Markets are discounting that the Federal Reserve starts easing interest rates next year. But markets have not begun discounting that earnings, and earnings expectations, are expected to decline, and if Central Banks are serious about taming inflation, they will destroy demand which will feed into earning expectations. “In aggregate, and at a high level, equity markets would be up this year if we took out the impact of the discount rate,” she said.
Patterson told FIS delegates that Bridgewater’s views on inflation have evolved. Strategists at the world’s biggest hedge fund, which runs a celebrated pure alpha and all-weather strategy, now believe that although inflation will remain “sticky” and will be slow to fall, a more pressing challenge for investors looms in slow growth. Signposting a meaningful contraction ahead, she said slower growth than expected, combined with high inflation, raises the spectre of stagflation.
Almost every asset class will be impacted by central bank tightening in a process that is already starting to appear. The impact is becoming visible in the housing market, and it is increasingly apparent in consumer and business confidence. She said that data suggests the US will likely face a 2 per cent contraction next year, with Europe’s economy shrinking more. “We see a lot of downside risk on growth,” she reiterated.

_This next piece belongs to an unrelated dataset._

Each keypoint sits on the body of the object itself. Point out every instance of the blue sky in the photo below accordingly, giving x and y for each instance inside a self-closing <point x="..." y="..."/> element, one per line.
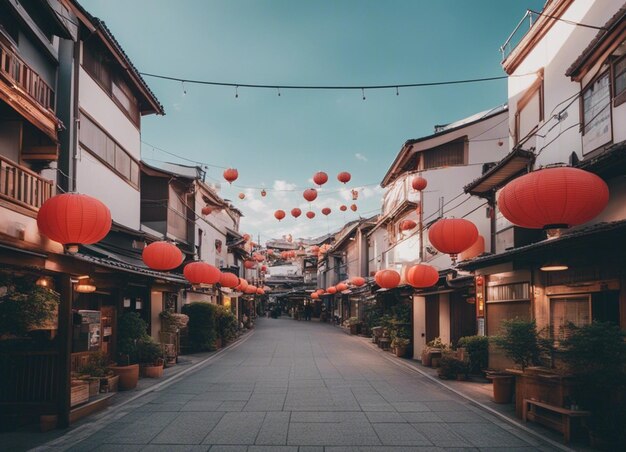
<point x="280" y="142"/>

The difficult economic backdrop is leading to the appearance of economic stimulus in some jurisdictions like Germany and California. But the travails of the United Kingdom’s ex-Prime Minster Truss underscore the challenge of introducing fiscal stimulus in the current climate. “She thought the best way to help the UK was to cap energy and give subsidies to business,” said Patterson. “But she did it with high debt levels and while the BofE was trying to get inflation under control. With fiscal stimulus, monetary tightening, and high debt levels, it was no surprise that bond yields shot up.”

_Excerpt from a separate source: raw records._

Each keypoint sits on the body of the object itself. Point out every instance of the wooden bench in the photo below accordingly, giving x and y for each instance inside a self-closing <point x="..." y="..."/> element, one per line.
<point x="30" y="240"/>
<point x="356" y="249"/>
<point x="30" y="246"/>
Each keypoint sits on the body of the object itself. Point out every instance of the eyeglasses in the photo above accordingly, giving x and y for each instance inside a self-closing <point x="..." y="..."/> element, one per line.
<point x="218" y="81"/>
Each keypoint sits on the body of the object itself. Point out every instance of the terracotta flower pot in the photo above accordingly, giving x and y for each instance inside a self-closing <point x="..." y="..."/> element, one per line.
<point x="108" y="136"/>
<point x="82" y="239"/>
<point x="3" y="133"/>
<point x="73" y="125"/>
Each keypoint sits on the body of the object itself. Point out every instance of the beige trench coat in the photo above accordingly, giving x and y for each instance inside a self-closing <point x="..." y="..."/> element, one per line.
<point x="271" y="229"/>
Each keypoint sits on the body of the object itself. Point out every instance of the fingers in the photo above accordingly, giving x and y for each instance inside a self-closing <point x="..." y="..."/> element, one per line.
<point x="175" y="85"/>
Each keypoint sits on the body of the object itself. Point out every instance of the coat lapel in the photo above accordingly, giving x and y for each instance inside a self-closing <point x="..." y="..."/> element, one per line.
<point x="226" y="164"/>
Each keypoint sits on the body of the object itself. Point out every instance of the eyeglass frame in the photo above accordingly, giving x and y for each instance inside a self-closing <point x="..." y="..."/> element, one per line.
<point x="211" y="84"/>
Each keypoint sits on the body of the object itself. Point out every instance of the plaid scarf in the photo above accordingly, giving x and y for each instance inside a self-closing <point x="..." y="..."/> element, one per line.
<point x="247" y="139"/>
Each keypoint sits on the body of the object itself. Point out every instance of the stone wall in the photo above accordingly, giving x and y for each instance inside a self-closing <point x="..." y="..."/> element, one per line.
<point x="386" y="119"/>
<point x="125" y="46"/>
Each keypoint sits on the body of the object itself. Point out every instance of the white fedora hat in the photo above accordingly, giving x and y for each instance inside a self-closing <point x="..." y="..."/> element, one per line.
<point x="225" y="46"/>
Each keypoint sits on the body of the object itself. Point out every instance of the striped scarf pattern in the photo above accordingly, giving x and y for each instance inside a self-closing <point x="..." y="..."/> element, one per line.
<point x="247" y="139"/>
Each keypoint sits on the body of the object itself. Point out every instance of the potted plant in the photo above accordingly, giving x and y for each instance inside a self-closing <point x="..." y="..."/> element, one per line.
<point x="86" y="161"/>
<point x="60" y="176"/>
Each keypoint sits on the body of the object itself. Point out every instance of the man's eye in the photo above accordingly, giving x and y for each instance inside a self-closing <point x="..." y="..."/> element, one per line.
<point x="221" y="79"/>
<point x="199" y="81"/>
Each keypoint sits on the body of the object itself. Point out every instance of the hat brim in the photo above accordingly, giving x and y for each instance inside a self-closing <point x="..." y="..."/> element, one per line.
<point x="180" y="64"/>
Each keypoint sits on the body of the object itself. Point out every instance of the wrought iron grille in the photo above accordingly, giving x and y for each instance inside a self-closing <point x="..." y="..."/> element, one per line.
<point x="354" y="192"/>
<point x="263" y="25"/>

Europe faces slow growth and real incomes being hard hit; meanwhile companies are experiencing rising costs caused by high inflation and slower growth. A potential policy misstep could include the ECB using asset purchases to buy Italian bonds to stop spreads widening between Italy and other, stronger, European sovereigns, she warned. “What if some countries don’t want to use [asset purchases] to bail out Italy?” she asked. “The ECB’s job is challenging because the downside to growth is larger than what markets discounting.”
Strategies that worked in the past no longer work. For example, equities and bonds have both performed in a low inflationary world where growth has been mostly positive. Investors have moved into private investments and got paid to take overweight US positions. Moreover, in the past when equities have fallen, Central Banks have stepped in by lowering interest rates and adding stimulus. “Equities turned quickly, even with slowing growth,” she said. Now however, as Central Banks target getting inflation back to between three and two per cent by raising rates, this won’t be possible.

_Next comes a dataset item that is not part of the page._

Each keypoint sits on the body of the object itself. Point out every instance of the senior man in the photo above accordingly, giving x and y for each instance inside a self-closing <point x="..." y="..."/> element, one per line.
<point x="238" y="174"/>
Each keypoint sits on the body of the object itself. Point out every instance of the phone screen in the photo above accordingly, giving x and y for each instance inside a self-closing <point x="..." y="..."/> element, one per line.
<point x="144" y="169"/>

Patterson said Chinese growth is being hit on a couple of fronts. Consumer confidence has been hit by the property crisis while enduring lockdowns are crimping the economy. Exports have been hit by the slowdown in Europe. Positively, she said China doesn’t have policy constraints and can put in place fiscal and monetary stimulus. Still, China remains stymied by the absence of demand. “The problem is that even if you create the availability of credit, you still need demand.” China is also battling longer term challenges like its demographics; productivity will also be impacted by China struggling to access the technology it needs, she predicted.
Investors will struggle to access beta in the current environment, meaning alpha becomes more important now than in years prior. This means country selection; manager selection and geographic diversification will become more important than before. Opportunity will come from looking below the hood, although she warned that Bridgewater remains cautious on European equities given the downside risk to growth is greater than what has been discounted. She said key factors to get capital flowing back into Europe depend on the war ending, and China reopening.
European equites may remain in the doldrums, but Bridgewater’s outlook for commodities is more positive. Many commodities have experienced under investment, particularly energy and metals. When demand picks up, supply may not be there, she warned. Moreover, the transition to a green economy will support commodity prices at the margins.
Patterson noted that inflation targeting by central banks has helped anchor expectations. Still, raising rates to tackle inflation will lead to people losing their jobs. “Raising rates isn’t easy,” she said. Moreover, when people start to lose jobs, Central Banks risk rate rises becoming politicised.
She noticed that foreign allocations to US assets are at the highest level since 1980s. Sure, investors may reduce their allocations to US assets when growth in other markets looks better, but she warned that just because another market looks cheap, it doesn’t make it attractive.